We are doing everything we can to ensure that the boys, girls, men and women who play for this club – and indeed anyone who works for or with the club – will not have to endure the experiences these young people did [Watford FC]

Nicknamed 'Paedo Phil'

Some of the alleged abuse occurred at club facilities, but Mr Edwards also abused boys at his home, and may even have hosted them on behalf of the club. The survivors praised Mr Edwards' abilities as a physiotherapist but said he was nicknamed 'Paedo Phil'.

‘The survivors report that being asked to be naked for treatment was something they just had to live with if it meant that they could play football.

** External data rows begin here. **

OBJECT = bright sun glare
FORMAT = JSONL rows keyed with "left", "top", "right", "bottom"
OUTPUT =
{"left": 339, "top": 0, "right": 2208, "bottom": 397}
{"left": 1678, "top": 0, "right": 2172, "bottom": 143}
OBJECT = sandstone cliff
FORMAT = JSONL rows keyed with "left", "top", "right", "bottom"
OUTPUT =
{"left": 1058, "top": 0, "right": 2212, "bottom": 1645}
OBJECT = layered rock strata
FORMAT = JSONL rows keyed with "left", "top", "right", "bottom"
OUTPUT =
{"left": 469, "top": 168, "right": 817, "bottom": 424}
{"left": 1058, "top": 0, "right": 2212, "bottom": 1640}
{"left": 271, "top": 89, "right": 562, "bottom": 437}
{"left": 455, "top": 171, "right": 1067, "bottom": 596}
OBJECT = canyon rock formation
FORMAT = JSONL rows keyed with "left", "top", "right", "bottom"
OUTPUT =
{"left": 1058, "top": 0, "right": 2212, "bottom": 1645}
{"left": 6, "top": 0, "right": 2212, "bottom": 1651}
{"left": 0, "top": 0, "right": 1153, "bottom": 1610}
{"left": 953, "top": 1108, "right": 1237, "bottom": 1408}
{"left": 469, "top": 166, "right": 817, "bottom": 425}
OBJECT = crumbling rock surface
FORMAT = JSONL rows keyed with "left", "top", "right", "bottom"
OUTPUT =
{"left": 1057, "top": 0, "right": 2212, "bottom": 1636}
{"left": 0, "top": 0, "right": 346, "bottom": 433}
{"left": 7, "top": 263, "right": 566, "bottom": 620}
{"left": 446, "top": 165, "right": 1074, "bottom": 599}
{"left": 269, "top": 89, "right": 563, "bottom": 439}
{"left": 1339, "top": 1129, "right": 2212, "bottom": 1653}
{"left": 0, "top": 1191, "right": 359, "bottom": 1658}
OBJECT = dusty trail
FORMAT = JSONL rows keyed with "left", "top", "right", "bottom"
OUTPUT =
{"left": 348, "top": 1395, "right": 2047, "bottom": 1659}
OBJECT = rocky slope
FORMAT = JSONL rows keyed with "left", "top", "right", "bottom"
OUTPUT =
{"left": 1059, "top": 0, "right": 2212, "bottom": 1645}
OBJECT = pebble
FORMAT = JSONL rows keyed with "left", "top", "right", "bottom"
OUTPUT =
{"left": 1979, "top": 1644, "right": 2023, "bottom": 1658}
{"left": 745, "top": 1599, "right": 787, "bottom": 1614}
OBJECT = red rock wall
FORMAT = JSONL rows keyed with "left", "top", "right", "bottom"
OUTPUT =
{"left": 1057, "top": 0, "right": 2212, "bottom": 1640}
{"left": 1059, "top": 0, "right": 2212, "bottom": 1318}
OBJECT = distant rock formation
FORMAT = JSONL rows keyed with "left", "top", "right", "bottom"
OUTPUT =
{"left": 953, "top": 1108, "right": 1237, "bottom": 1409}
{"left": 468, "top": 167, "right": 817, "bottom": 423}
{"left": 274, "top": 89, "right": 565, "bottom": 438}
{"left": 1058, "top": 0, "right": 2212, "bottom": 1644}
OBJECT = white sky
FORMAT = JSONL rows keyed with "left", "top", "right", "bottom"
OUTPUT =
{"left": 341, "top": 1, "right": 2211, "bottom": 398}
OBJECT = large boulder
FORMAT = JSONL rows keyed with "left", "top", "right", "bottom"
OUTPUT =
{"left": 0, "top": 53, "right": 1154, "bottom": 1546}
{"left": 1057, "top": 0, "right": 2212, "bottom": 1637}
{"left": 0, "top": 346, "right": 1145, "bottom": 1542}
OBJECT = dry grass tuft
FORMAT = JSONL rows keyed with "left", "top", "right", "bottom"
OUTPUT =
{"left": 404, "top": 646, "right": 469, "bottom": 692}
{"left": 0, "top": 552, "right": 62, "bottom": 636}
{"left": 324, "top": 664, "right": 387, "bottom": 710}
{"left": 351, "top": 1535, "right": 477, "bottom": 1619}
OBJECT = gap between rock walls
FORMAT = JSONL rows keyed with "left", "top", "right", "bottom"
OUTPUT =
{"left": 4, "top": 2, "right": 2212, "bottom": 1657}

Some of the survivors have said that at the time of their treatment they did not identify Edwards’ conduct as abuse, but they later came to realise the true nature of Edwards’ behaviour as they reflected on things later on in their lives,’ Mr Sheldon notes.

He adds that the club’s conclusion that there was no corroborating evidence to support the survivors’ testimony that staff members knew that the alleged abuse by Mr Edwards was taking place was a ‘reasonable’ one.

However, Mr Sheldon noted: ‘The Club have left open whether coaching or medical staff had reason to know of the alleged abuse by Edwards. The Club have left open, therefore, whether there was material that should have put coaching and/or medical staff on notice as to potential abuse by Edwards, or of material that should have caused them to make further enquiries.’ 

Graham Taylor

Some survivors claimed that Graham Taylor had been aware of Mr Edwards' behaviour while he was the club's manager, but the club's investigator was unable to obtain any evidence from people around the club at the time that this was the case. One man told the investigator that if the disclosure had taken place, the abuse would have been dealt with by Mr Taylor, Mr Sheldon notes in his addendum.

'He said that “I just can’t believe that Graham wouldn’t have dealt with something absolutely correctly. Everything he did was absolutely correct.”' Mr Taylor died in 2017, before the club’s investigation started. 

Watford FC's statement concluded: ‘We are doing, and will continue to do, everything we can to ensure that the boys, girls, men and women who play for this club – and indeed anyone who works for or with the club – will not have to endure the experiences these young people did.’

‘Watford FC will continue to champion best practice in relation to the safeguarding and welfare of the people in its charge. Further, the input and observations of survivors, based on their experiences, will always be welcome in the future.’